Cunningly, while documents, spreadsheets, PDFs and the like are printed on regular A4 paper, 6 x 4-inch or 7 x 5-inch photo paper is loaded automatically from a separate tray for printing photo attachments. The new Photosmart eStation follows suit, but raises the bar with its very own 'Zeen'.

Whereas the HP Photosmart Premium has a perfectly serviceable 8.9cm colour touchscreen, the eStation's has a much larger, 17.8cm tablet-like touchscreen that's a self-contained gadget in its own right, called a Zeen.

Remove it from its docking bay on the front of the printer and you can use it all around the home, not just controlling the printer but also reading the news, catching up with your Facebook pals, receiving and sending Yahoo Mail and more besides.

The various widgets are designed to work seamlessly with the printer as well as the internet, using your wireless network.

It's not all good news, however, because despite being based on the Android 2.1 operating system, functionality is somewhat hamstrung and the Zeen only really works with a relatively small collection of 'Print apps', rather than the wider range of general Android apps.

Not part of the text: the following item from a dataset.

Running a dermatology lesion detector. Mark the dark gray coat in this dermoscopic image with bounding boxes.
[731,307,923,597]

The printer comes with a collection of pre-installed apps and extra ones are available for download from HP's website directly to the printer. There are currently about 30 in all, including a slew of business and entertainment apps.

These range from handy forms to Picasa photo printing, greetings card creation, web Sudoku puzzles and fun for the kids from the likes of DreamWorks and Crayola.

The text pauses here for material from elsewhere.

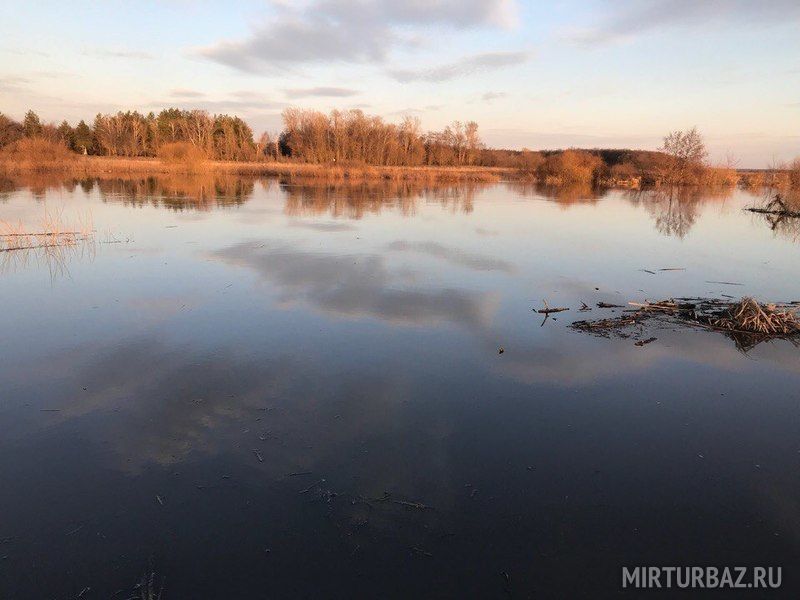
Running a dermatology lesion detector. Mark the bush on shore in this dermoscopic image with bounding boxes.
[0,137,76,171]
[158,142,208,172]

Surfing the web on the Zeen is a slow and tedious business and, based on our review sample, operation is still a bit flaky. Several of the components such as Yahoo Daily Digest and Yahoo Mail repeatedly crashed during our tests and the weather forecast widget wouldn't let us switch to UK locations.

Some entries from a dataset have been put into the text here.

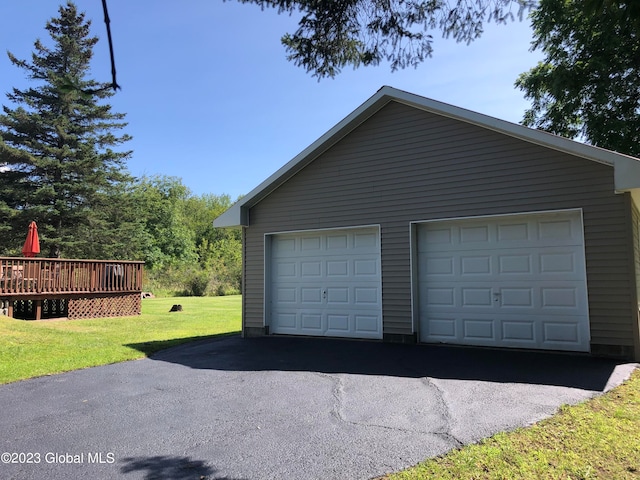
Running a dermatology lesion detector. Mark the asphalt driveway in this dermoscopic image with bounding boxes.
[0,337,635,480]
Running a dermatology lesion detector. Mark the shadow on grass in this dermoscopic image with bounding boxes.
[124,331,240,357]
[120,456,248,480]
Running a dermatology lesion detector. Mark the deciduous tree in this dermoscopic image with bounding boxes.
[516,0,640,156]
[239,0,537,78]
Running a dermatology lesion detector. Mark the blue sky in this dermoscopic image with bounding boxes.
[0,0,542,199]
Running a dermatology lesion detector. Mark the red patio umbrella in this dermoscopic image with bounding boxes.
[22,222,40,257]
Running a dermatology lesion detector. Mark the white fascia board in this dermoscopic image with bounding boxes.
[213,200,243,227]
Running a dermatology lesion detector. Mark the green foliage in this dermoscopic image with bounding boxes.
[516,0,640,156]
[135,176,242,296]
[239,0,537,78]
[0,2,135,258]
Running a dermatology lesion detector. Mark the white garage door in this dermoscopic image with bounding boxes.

The touchscreen also often failed to tell the difference between a press and a swipe, taking us to the wrong place in our navigations. On the plus side, there's an SD card slot built in, making the Zeen good for viewing photos and printing them without even having to get up off the sofa.

The underlying print engine seems identical to the Photosmart Premium, which we've reviewed previously. Compared with the pigment-based black and dye-based cyan, magenta and yellow cartridges of the Photosmart Plus printer, both the Premium and eStation add an extra dye-based black cartridge.

Commonplace among Canon PIXMA printers over the years, this configuration adds depth, contrast and greater colour fidelity in photo prints. Indeed, print quality for both documents and photos is very good, although colour accuracy isn't quite as excellent as with the latest Canon printers, such as the PIXMA iP4850 and MG5150 all-in-one printer.

Print speeds are pretty quick, with mono text pages and colour DTP pages taking just under 10 seconds and 20 seconds respectively. Photo output is fast too, at about 30 seconds for a normal quality 6 x 4-inch print and just under three minutes for a high-quality borderless A4 photo print.

The eStation also comes with an auto duplex unit as standard, for double-sided printing, which can cut down on paper usage for multi-document printing.

The Photosmart eStation creates very good quality prints for documents and photos alike, and it's pretty quick too. The printer is only supplied with 'setup' cartridges, but ink costs are quite modest if you fit HP's high-capacity 364XL cartridges, at around 2p per mono text page, 7p per colour text page and 14p for a 6 x 4-inch colour photo.

We liked

Build quality feels solid and dependable and the printer is smartly styled and finished. The additional photo tray reduces the need to swap between plain and photo paper, unless you want to print photos at sizes larger than 7 x 5 inches.

We disliked

The main selling point of the eStation is its tablet-like Zeen. This does a fairly good job of controlling the printer, both when it's docked and when you're using the Zeen remotely, but there still seems to be a few bugs that need ironing out. Ultimately, the fact that apps are mostly limited to printing makes it of limited appeal.

We found that after the initial novelty value of using the Zeen remotely, we tended to keep it docked all the time. This makes it an expensive luxury that's simply not worth having, considering that the eStation is 3.5 times the price of the Photosmart Premium e-All-in-One, which includes most of the same ePrint functions.


The Photosmart eStation's printing performance is pretty impressive but no better or faster than the much cheaper Photosmart Premium e-All-in-One. That means that you're currently paying an extra £225 or so for the luxury of the removable Zeen, and a couple of extra (but quite basic) web browsing facilities. For our money, it's just not worth it.